Last week
I posted a review of Ben Goldacre's new book,
Bad Pharma: How Drug Companies Mislead Doctors and Harm Patients (reviewed in
The Economist). This weekend
The Guardian (UK) posted an interview with Goldacre about his new book, and many of the questions comes from readers.
Ben
Goldacre's first book, Bad Science, shredded the claims of homeopaths
and fake doctors. For his second he has his sights trained on the
pharmaceutical industry. Here he answers your questions.

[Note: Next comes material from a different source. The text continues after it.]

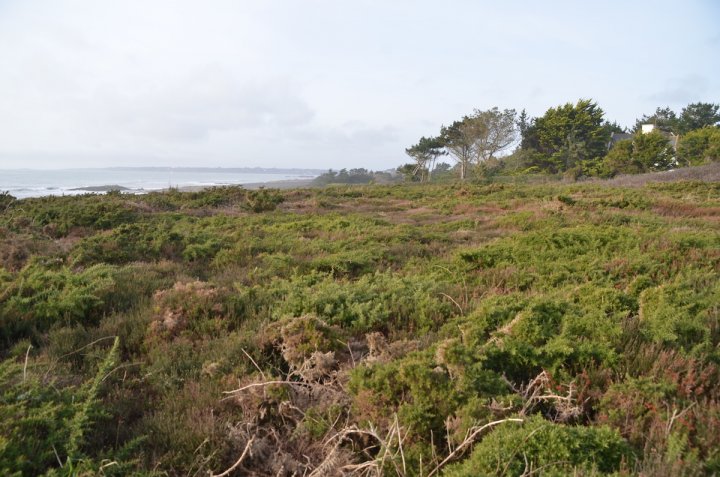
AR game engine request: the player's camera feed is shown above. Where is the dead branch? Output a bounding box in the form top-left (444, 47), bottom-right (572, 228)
top-left (427, 417), bottom-right (525, 477)
top-left (211, 436), bottom-right (255, 477)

The Observer , Saturday 6 October 2012
Ben Goldacre: 'The
world would be a better place if doctors were less enthusiastic about
adopting very new drugs.' Photograph: Linda Nylind for the Guardian
The blindingly obvious inference of the extract from your book published in the Guardian– as of so many others you once commendably wrote in your Bad Science column
– is that this is an industry totally unsuited to being run on
profit-maximising lines by conventional shareholder companies. Given
that, and the tremendous level of subsidy the industry already receives
from governments around the world, why not spell out the vital necessity
of locating it within publicly owned/non-profit organisations where
there need be no obstacle to full transparency?
~ Harry Shutt, via email
I am a realist
about this. I don't want a central-command state economy. In general,
drug companies are reasonably good at developing new treatments and
there's also a lot of good in the industry. The point of my book is that
it's possible for good people in badly designed systems to perpetrate
acts of great evil completely unthinkingly. I don't think any of the
people I write about would punch an old lady in the face, but they would
inflict the same level of harm when they are abstracted away from the
outcomes of their actions.
This is made easier, I think, because in general, most drugs
do work better than nothing: it's just that we may be misled into
using, for example, an expensive new drug where an older, cheaper one is
more effective.
Overall, the problem is we don't have a competent
regulatory framework that prevents things from going horribly wrong. If
companies are allowed to hide the results of clinical trials then they
will, and that will distort clinical practice. Doctors and patients will be misled and make sub-optimal decisions about what treatment is best for them.
Similarly,
if you can get on to the market by making a me-too copycat drug that
represents little or no therapeutic advance and is even less effective
than the drugs that it copies, then you will. And you can get such a
drug to the market because regulators approve new treatments even when
they've only been shown only to be better than placebo…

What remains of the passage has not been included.